At 1 p.m. Wednesday, July 21 in the Amphitheater, Zola will present “American Exceptionalism versus American Jewish Exceptionalism: Actualizing Religious Freedom in U.S. History,” the final Interfaith Lecture Series of Week Four, themed “The Evolving Religious Narrative in America.”
In its 75-year history, the Jacob Rader Marcus Center of the American Jewish Archives has had two directors: Marcus himself, who stayed director until he died just short of his 100th birthday, and Zola.
The archives are housed at Hebrew Union College-Jewish Institute of Religion in Cincinnati, which Zola said is the longest continuously running rabbinical school in the United States.
“If you want to write or study or research Jewish life in America, it’s almost a certainty that you’re going to need to come to the American Jewish Archives,” Zola said.
Beyond this certainty, students at the college, which include those seeking a doctorate in American Jewish history, are required to use the archives as part of their curriculum. In addition, the archives serve the public and house researchers from around the world, he said.
As executive director, Zola said he ensures he promotes the archives, encourages people to donate materials and helps raise money.
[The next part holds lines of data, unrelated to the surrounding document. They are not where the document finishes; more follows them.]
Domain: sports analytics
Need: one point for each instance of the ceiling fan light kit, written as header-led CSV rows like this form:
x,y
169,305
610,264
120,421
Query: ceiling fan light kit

Uniquely, Zola is also the college’s Edward M. Ackerman Family Distinguished Professor of the American Jewish Experience and Reform Jewish History. Often, libraries or archives are led by librarians or administrators, but Zola is a historian and professor.
And he loves it.
“Many people, when they think of the word ‘archives,’ they conjure up in their minds this image of a dingy closet with stacks and stacks of boring paper, and it doesn’t sound very interesting or exciting to many people,” he said. “For those of us who love history and who love learning about the past, the archives literally make you feel as though you’re in a candy store.”
Not a day goes by where Zola doesn’t find a new piece of history, he said. Even if the archives have housed a document for years, it may not be used during that period until it is needed to shine light on a topic.
“There’s hardly a day that goes by that you don’t find amazing material,” he said. “Sometimes, it’s earth-shattering in that it really is transformational in its importance.
“Other times, it’s little nuggets of fascinating material that are extraordinary.”
One of the most significant documents at the archives, Zola said, is the Riegner Telegram, which he said is accepted by scholars to be the first communications from Europe to the U.S. that Hitler’s Nazi regime was killing Jews.
Sent on Aug. 8, 1942, this was the first message notifying Americans of actual executions, despite the fact that Americans at the time knew of the ongoing oppression and brutalization of Jews in Europe, Zola said.
“When you look at that, and you see the original and look at that, it’s just overwhelming,” he said.
Zola will use several historical documents in his lecture to help illustrate his lecture’s purpose, which he said is to highlight one of the American Jewish community’s most important contributions to the U.S.
The community, Zola said, has played a significant role in making the country follow through on statements and promises made in America’s founding documents.
“American Jews have been uniquely positioned, though we’re a tiny minority, to have been and continue to be leading advocates for the expansion of civil rights and of liberty, equality and pursuit of happiness in America,” he said.
For anyone who visits the archives, even those who don’t read or study history, it is always an overwhelming experience to see preserved, important documents, Zola said. Perhaps, however, nobody appreciates it more than the living, breathing historical document himself.
“I love studying the past,” he said. “I love these documents.”